Thursday, August 08, 2019

The Syrian Civil War Goes On

Backed by Russia, the Syrian government this week renewed its offensive on Idlib province, the country's last major rebel-held stronghold. Fresh fighting after the collapse of a brief ceasefire is threatening "the lives of millions of civilians", the United Nations has said, warning that the situation risks "coming out of control". 

The offensive is in an attempt by the government and its allies to drive out armed opposition groups and gain control over what once was a major commercial highway linking Syria to Turkey and Jordan. 
Opening the commercial and passenger routes through Idlib province would reassert the state's control over an economy fragmented during eight years of conflict and now facing United States and European Union sanctions, according to economic experts. The campaign has left dozens of villages and towns in ruins, even though the pro-Assad forces have so far failed to make significant gains on the ground, and have only taken a handful of towns and villages in the northwest region. The Syrian government called an agreement between Turkey and the US regarding a safe zone in northern Syria a "blatant attack" on its sovereignty. Turkish and US officials reached a deal to establish a joint operations centre to coordinate and manage the setting up of a safe zone in northern Syria.
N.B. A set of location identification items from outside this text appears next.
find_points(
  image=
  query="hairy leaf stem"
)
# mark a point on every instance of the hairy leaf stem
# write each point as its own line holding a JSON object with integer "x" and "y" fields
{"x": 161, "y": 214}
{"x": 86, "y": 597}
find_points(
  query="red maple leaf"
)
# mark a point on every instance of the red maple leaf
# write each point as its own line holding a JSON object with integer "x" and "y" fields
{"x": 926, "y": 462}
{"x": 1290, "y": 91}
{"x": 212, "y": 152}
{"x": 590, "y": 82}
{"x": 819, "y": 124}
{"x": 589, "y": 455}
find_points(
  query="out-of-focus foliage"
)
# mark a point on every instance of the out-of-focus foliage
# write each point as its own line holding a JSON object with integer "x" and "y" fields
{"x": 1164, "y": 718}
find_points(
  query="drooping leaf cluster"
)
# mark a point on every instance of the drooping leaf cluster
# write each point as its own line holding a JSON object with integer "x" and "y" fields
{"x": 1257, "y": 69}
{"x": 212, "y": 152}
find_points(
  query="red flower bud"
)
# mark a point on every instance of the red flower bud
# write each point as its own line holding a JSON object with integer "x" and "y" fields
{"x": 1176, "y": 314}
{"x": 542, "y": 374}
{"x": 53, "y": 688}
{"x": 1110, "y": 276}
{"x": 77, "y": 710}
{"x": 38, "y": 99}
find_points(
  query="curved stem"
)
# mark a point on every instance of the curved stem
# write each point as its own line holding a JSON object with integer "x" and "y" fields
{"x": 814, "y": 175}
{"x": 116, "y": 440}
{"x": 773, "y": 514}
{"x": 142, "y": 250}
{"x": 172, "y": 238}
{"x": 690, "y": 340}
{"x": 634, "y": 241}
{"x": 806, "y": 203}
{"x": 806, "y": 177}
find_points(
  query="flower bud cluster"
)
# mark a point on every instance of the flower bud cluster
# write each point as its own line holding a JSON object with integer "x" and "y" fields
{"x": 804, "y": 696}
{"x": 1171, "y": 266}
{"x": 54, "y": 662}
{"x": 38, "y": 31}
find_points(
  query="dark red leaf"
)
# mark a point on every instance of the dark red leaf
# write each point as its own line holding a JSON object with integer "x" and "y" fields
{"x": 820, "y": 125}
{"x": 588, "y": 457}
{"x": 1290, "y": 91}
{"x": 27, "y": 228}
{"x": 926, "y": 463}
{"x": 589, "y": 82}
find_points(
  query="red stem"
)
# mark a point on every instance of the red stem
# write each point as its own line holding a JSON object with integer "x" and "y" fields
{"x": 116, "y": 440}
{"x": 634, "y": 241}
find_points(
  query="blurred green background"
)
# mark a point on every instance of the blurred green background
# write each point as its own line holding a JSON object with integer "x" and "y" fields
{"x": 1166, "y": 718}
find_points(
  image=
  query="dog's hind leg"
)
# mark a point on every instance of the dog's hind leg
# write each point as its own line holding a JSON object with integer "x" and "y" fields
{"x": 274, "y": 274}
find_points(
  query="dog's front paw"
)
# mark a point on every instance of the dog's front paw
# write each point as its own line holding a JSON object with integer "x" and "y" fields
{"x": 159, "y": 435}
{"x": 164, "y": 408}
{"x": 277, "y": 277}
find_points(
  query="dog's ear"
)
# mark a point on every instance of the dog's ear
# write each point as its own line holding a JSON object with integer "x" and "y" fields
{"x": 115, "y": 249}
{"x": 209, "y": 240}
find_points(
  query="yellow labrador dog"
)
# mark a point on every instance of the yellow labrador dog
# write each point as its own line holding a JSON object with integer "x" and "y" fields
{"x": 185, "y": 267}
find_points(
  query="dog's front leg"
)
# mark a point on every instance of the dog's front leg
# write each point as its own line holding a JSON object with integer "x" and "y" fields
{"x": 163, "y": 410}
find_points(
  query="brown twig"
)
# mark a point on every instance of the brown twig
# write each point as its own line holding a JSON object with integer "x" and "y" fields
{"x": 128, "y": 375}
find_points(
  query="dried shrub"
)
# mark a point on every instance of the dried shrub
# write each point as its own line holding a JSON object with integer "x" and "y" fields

The UN has raised a specific alarm about the risks of an enormous government push in the area because Idlib has for several years served as a reception zone for those escaping advances by forces loyal to Assad elsewhere in Syria. Nearly half of the three million people living there are already displaced from other parts of the war-ravaged country, with more than one million being children. 
"A new wave of violence is again threatening the lives of millions of civilians who live in the Idlib area," Najat Rochdi, the senior humanitarian adviser to the UN's Syria envoy, said. "During the lull in the fighting, many civilians had returned to their homes and are currently in areas where heavy attacks have resumed putting them at great risk." The number of people displaced has also jumped at "an alarming rate", Rochdi said, with some 400,000 men, women and children forced to flee, "many of them, multiple times". Rochdi called the collapse of the ceasefire "deeply regrettable", adding that during the brief lull, many of the approximately 400,000 civilians who had amassed near the border with neighbouring Turkey had returned to their homes.
These people don't know where to go," Panos Moumtzis, the UN's humanitarian chief for Syria, said after a meeting in Geneva that included envoys from Russia, which has reportedly hit southern Idlib with air raids this week. "A total panic has resumed again," Moumtzis said. "It is like playing with fire at the moment and we worry about it coming out of control."  Contingencies are in place for up to 900,000 displacements but there were no plans for managing an offensive that affected Idlib's entire population, Moumtzis said."What is the plan for the three million people there?" he asked. "That is a question we haven't got an answer for".

Relentless bombardment had caused considerable damage to schools, hospitals, markets, water stations, and other civilian infrastructure.
"Parties to the conflict are legally bound to uphold their obligations under international humanitarian law, and perpetrators of any violations of international humanitarian law must be held accountable,"the UN statement said. "Aid has to be provided without discrimination to all those in need, and Member States should take measures to ensure that their nationals are repatriated in accordance with international laws and standards."